Jack Redden
Reporter, European Medical Journal
@EMGJackRedden
At the ‘Big Data in Use’ conference held in London earlier this year, Nondas Sourlas, Director of Healthcare Analytics at Bupa, spoke about how the UK’s largest private medical insurer is using Big Data to improve healthcare.
For the past 5 years, Sourlas explained, Bupa has had its own healthcare analytics team which began with just five people. “We are now about 50 people and it is not all analysts. There are clinicians in the team, specialists in reporting, data processing, as well as the core analysts,” he said. Since its beginning, the team has utilised the large amounts of data generated by the company as both a global payer of healthcare costs and from its involvement in healthcare provisions. This data has then been used to design and to improve the services that Bupa offers to its millions of customers.
Nearly 4 years ago, the team launched a programme that uses predictive analytics to identify which individuals require support at different points in their care. The programme can be used to predict which patients are at a high risk of being admitted to hospital within the next 12 months. Once a patient is identified, they are then contacted via telephone and informed about available treatment options or procedures that might be offered once they visit a consultant. According to Sourlas, the outcomes of the programme have been successful, including an annual reduction of >1,500 outpatient visits and >100 surgical procedures. As of 2 years ago, 79% of patients reported being extremely or very satisfied with the programme. No data was provided during the talk for how many patients this involved, or on what aspects of the programme the patient satisfaction referred to.
Another way in which the analytics team has used the healthcare data generated by Bupa is to carry out consultant profiling and referral management. Sourlas said that previous research has shown how many general practitioners feel they cannot make an informed decision when referring a patient to a consultant, due to a lack of available data. To address this problem, the analytics team have begun to look at data that Bupa has on consultants to assess their affordability in combination with the clinical outcomes measured as a result of the care they have previously given. “With the information we have, we try to profile the consultants within specialities,” Sourlas said, “[our] clinicians are looking at clinical measures based on clinical guidelines that exist, and it is also based on affordability where we look at the cost of treatment over the whole [care] pathway.” Predictive models are also used to estimate costs, as well as to make risk adjustments that alter the mix of patient cases a consultant receives according to previous performance, such as the number of severe cases dealt with.
Sourlas also spoke about the challenges faced when measuring the results of these predictive services. “The way we are evaluating whether our predictions are right and whether we are actually providing a good service is based on healthcare outcomes,” he said.
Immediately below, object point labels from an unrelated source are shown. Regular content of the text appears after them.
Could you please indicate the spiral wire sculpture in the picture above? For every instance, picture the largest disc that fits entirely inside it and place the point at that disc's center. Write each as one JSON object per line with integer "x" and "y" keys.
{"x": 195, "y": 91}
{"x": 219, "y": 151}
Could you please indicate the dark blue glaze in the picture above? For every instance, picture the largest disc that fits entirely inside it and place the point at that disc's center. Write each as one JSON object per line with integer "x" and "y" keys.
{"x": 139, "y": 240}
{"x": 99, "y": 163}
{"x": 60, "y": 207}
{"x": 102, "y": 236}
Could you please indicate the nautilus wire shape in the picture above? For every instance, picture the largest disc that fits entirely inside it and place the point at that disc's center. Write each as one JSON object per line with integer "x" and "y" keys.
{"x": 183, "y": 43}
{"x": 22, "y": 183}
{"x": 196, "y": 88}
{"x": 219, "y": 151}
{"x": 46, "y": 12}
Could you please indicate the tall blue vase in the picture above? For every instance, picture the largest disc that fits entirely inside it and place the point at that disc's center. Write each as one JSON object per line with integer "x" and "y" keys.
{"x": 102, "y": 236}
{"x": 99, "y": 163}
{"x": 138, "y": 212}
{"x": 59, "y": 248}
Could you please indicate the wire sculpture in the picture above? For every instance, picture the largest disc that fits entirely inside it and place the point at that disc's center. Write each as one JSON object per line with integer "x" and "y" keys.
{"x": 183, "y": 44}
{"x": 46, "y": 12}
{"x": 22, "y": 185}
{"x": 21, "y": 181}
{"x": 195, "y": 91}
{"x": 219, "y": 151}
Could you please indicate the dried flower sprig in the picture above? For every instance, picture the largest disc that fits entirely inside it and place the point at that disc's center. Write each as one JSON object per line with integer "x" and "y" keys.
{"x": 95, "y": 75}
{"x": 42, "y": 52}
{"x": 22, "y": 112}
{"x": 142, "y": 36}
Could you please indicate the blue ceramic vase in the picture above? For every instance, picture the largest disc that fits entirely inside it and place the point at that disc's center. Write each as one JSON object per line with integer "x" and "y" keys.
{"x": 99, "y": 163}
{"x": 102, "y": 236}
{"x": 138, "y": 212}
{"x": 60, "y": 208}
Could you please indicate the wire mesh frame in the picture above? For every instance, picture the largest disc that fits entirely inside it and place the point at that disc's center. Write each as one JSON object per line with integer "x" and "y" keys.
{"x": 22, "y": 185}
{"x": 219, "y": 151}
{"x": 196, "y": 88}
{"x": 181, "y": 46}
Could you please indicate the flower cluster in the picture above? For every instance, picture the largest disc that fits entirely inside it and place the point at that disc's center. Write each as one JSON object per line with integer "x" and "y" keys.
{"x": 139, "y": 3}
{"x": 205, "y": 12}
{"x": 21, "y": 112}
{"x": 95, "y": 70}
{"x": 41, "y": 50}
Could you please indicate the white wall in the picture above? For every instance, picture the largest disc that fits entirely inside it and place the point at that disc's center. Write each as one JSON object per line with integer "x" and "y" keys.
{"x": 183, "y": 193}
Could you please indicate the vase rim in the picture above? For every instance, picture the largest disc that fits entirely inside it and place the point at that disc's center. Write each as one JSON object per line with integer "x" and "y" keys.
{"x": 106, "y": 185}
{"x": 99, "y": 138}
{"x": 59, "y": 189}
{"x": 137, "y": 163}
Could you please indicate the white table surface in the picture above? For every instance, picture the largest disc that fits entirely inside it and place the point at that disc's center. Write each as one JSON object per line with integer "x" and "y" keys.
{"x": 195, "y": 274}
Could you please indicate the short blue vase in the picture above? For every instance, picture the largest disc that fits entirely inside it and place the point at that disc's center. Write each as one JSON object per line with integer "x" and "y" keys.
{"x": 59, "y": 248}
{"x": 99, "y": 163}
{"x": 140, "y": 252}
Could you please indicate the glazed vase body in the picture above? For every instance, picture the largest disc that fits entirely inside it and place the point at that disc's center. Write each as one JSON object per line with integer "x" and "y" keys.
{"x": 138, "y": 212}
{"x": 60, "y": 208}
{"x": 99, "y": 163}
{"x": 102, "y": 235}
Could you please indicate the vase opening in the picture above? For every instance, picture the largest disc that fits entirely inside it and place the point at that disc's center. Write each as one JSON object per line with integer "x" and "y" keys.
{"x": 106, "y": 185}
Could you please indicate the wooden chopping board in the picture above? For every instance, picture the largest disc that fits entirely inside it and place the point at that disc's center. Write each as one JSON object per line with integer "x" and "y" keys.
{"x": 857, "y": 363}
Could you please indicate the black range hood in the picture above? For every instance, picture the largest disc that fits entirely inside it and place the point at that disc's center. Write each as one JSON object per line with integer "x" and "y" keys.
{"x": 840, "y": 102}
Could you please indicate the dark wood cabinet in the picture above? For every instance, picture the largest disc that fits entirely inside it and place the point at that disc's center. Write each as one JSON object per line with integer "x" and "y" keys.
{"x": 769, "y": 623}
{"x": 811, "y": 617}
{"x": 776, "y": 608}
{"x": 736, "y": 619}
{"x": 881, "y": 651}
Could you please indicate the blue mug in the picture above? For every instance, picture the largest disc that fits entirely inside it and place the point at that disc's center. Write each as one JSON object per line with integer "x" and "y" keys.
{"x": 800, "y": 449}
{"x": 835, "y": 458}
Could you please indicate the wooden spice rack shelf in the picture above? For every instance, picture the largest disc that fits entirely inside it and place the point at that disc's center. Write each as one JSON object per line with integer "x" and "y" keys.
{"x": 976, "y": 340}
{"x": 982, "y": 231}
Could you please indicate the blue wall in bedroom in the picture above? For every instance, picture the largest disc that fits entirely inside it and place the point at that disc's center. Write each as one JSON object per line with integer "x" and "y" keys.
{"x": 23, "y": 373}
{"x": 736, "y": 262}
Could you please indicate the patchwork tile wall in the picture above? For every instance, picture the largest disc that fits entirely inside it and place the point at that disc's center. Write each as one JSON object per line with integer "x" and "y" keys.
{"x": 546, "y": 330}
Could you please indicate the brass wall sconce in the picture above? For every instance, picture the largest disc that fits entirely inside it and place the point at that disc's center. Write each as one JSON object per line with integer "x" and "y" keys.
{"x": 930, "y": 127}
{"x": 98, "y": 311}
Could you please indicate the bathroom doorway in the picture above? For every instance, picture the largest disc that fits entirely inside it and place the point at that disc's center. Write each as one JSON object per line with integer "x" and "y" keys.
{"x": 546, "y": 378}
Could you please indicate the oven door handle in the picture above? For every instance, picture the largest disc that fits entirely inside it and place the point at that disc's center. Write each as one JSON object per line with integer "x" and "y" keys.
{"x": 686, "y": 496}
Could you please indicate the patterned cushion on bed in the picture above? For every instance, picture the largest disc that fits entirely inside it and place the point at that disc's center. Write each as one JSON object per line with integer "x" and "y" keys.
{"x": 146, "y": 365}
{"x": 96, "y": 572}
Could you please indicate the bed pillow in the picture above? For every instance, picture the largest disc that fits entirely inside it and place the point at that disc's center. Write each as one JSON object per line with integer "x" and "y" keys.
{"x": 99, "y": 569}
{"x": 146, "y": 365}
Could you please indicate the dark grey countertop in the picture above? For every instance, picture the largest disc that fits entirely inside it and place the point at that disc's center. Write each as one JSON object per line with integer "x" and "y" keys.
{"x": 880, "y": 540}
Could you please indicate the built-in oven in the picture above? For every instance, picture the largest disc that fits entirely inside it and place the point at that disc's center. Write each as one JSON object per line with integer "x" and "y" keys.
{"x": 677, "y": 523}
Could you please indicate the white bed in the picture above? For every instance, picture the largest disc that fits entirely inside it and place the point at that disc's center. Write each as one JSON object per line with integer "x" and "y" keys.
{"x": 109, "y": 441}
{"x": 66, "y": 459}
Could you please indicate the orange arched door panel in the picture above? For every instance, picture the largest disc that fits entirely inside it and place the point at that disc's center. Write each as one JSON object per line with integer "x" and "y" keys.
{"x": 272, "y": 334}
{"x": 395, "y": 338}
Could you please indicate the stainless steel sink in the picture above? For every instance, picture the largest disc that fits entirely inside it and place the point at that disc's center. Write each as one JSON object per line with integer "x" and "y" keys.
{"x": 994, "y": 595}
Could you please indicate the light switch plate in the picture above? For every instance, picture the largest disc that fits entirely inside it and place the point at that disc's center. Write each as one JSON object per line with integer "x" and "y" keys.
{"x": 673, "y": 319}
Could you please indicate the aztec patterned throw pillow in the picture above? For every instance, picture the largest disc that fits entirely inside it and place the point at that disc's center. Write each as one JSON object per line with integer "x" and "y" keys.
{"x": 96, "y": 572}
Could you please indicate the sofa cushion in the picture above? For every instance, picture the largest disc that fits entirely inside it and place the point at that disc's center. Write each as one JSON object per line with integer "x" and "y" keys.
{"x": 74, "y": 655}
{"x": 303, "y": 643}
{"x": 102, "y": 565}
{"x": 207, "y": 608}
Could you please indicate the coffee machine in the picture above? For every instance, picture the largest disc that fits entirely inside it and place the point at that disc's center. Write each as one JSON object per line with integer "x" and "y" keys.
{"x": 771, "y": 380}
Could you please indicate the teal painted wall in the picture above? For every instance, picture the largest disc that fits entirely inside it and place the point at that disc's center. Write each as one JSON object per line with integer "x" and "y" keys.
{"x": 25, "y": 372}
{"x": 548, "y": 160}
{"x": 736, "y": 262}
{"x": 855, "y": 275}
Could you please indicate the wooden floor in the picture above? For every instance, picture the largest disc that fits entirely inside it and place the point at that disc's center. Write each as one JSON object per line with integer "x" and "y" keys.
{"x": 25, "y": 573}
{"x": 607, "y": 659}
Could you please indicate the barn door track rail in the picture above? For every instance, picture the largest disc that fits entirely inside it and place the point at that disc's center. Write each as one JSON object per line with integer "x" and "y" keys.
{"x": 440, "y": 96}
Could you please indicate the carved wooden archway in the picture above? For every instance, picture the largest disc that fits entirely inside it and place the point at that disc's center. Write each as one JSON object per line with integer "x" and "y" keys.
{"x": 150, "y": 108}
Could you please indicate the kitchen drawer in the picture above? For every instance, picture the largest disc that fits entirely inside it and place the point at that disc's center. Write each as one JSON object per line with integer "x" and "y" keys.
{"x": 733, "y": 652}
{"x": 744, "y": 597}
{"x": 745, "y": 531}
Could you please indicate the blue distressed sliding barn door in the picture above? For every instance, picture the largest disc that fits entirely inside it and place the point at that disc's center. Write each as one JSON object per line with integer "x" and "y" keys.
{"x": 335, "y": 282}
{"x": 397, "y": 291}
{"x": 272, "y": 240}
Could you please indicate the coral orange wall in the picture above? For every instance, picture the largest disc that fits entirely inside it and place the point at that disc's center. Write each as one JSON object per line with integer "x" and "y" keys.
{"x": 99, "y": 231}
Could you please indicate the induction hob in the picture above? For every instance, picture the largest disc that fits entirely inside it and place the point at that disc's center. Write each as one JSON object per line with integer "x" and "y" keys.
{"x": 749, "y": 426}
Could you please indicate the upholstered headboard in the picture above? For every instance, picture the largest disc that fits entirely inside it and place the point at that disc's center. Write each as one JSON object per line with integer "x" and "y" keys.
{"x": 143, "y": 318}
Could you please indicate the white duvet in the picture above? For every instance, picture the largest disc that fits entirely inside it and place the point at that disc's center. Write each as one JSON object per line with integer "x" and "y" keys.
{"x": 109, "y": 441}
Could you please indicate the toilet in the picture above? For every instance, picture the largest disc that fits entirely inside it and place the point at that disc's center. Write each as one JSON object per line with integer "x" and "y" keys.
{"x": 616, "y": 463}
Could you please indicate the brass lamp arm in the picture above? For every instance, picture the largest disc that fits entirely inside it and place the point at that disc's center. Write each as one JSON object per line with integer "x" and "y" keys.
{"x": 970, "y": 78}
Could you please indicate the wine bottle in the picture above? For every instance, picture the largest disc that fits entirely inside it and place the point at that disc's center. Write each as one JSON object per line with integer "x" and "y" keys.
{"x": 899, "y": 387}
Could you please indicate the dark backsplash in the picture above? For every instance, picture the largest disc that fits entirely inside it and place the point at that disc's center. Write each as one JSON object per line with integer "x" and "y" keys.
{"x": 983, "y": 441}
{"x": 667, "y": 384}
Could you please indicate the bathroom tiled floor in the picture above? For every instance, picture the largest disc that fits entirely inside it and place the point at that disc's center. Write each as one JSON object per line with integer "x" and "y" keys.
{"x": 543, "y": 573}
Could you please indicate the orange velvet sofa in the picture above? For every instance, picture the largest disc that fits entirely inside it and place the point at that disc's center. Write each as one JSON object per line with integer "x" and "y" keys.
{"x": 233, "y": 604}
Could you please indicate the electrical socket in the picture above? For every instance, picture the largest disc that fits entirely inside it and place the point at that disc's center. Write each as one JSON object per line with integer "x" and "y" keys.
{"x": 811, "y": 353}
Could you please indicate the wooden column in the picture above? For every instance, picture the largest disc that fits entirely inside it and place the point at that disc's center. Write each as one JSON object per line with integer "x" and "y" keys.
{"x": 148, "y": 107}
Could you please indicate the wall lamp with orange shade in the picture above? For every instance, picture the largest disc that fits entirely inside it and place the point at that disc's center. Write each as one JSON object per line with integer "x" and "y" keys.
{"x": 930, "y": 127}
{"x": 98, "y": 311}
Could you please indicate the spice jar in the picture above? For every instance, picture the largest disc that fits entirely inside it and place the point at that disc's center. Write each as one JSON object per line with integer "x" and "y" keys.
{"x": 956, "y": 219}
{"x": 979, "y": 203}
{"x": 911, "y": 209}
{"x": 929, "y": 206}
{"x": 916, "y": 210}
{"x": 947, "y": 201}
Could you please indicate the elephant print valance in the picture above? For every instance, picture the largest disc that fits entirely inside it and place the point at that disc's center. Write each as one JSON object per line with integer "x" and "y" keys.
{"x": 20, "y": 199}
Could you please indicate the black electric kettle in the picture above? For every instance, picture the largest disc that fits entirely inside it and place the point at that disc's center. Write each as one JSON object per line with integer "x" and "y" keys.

However, data on healthcare outcomes is sparse because some hospitals and consultants are not currently required to disclose these outcomes, he explained. “They will be required starting in 2017, at least for the private sector,” he added. This refers to the establishment of the Private Healthcare Information Network (PHIN), set up by the UK government, requiring private healthcare providers and consultants to make public various healthcare outcomes. This includes mortality rates, infection rates, and the number of patients transferred to an NHS hospital from a private hospital. The government has said that the PHIN will be fully operational by 2017.
Bupa does not have access to complete medical records that cover entire patient histories since UK citizens can move between accessing private medical care or by going through the NHS. A key source of data instead comes from the insurance invoices for services that healthcare providers bill Bupa for. “They need to provide diagnostic codes, codes that say you were diagnosed with X-Y-Z condition, and then the procedure code which is what [the healthcare provider] actually did; that might be a test, it might be surgery, or a consultation. Those standardised codes are the information we decipher. The clinicians in the team try to make some clinical sense out of what it is that the person had and whether the treatment was appropriate and billed at the appropriate price based on what we were contracted for”.
At the end of the talk, Sourlas was asked by a member of the audience, who said they worked for the NHS, how he thought the public sector could make better use of data. Sourlas replied: “I guess the simple answer would be: make some of that data available. The NHS over the last 2 years seems to have gone the opposite direction. Bupa was providing some services to the NHS from an analytics perspective and we were getting access to NHS data, like secondary care data – Secondary Use Services (SUS) datasets from hospitals and providers.” Sourlas explained that access to that information has become more difficult and requirements for doing so have become more stringent. “I think if we are not able to get all the data together from different payers to try and paint the right picture, then we are missing something,” he said.